A type B individual, on the other hand, handles details patiently, works less competitively, contemplates issues carefully, lives less concerned about time limitations, does not feel guilty about fitting in relaxing time, maintains a relaxed approach to life, and works at a steady pace. 

Which of these more healthy traits might you incorporate into your behaviour pattern?

Further, an employee might withdraw from the stressor on a permanent basis by changing jobs or industries to a better job fit or on a temporary basis by taking a holiday or work break. 

Also, by changing one’s own stress perceptions, an employee may reduce anxiety by increasing their own views about their ability, again called self-efficacy, and more self-leadership. 

A worker may also tackle the negative health consequences of stress head-on by implementing lifestyle and fitness programs, relaxation and meditation, and employee counselling. 

Additionally, social support through emotional interactions and information provisions may greatly reduce stress loads. 

However, be wary because research shows that actually complaining bitterly to coworkers, rather than seeking emotional support, actually increases stress levels.

If you desire to permanently withdraw from your job or industry as one of your stressors, then contemplate entering a lower-stress profession such as an accountant, artist, auto mechanic, or professor. 

Avoid high-stress careers, such as a mid-level politician, waiter or waitress, air traffic controller, or General Service Unit officer.  Careers with medium stress levels include medical doctors, psychologists, hospital managers, and school principals.

Finally, as a boss, look out for the following warning signs that your employees might enter the job burnout process. 
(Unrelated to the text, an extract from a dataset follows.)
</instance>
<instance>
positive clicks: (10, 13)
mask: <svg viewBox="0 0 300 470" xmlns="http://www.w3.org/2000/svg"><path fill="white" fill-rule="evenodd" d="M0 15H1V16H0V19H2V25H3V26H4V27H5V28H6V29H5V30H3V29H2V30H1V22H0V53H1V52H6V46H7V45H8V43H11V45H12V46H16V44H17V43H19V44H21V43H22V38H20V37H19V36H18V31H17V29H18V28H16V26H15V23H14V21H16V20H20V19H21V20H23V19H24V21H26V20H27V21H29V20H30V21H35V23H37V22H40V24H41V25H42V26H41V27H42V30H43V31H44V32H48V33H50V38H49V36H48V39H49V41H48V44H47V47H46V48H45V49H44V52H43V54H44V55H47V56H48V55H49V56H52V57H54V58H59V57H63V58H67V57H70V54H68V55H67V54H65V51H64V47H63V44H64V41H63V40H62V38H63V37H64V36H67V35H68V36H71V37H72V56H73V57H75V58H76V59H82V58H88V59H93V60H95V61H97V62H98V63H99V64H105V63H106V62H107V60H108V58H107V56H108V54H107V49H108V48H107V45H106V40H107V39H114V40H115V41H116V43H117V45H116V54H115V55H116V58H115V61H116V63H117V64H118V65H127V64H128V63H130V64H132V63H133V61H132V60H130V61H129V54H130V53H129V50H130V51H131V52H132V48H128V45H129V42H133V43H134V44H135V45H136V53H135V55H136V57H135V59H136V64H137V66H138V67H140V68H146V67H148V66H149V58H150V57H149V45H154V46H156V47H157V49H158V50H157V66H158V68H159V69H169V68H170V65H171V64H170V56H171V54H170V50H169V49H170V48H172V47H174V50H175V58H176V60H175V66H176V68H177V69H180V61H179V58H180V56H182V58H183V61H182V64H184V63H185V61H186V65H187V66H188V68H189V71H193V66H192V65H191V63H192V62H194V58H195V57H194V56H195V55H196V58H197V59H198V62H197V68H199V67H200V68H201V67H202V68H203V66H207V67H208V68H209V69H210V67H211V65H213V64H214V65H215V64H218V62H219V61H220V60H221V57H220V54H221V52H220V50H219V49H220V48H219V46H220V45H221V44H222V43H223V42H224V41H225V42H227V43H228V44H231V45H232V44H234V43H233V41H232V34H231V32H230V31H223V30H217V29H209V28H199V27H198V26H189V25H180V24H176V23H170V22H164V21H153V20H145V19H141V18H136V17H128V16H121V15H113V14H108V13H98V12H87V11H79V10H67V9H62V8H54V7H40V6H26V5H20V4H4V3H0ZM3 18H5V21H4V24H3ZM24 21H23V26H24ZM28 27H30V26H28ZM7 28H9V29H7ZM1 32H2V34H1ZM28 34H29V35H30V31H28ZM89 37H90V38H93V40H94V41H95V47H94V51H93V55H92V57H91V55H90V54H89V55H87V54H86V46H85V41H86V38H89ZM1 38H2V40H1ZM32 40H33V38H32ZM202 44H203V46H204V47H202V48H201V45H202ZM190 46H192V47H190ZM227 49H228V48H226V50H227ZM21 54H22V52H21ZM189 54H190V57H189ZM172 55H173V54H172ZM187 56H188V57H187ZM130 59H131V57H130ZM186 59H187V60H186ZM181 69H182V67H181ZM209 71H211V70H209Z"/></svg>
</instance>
Inter-personal and role-related stressors cause emotional exhaustion, which leads to the employee detaching emotionally from the job and workplace, called depersonalisation, which then ultimately reduces the employee’s personal accomplishments and job performance.

In summary, whether as a manager or stressed-out employee, know the effects of stress, learn to manage stress, and seek guidance if you or your employees experience burnout.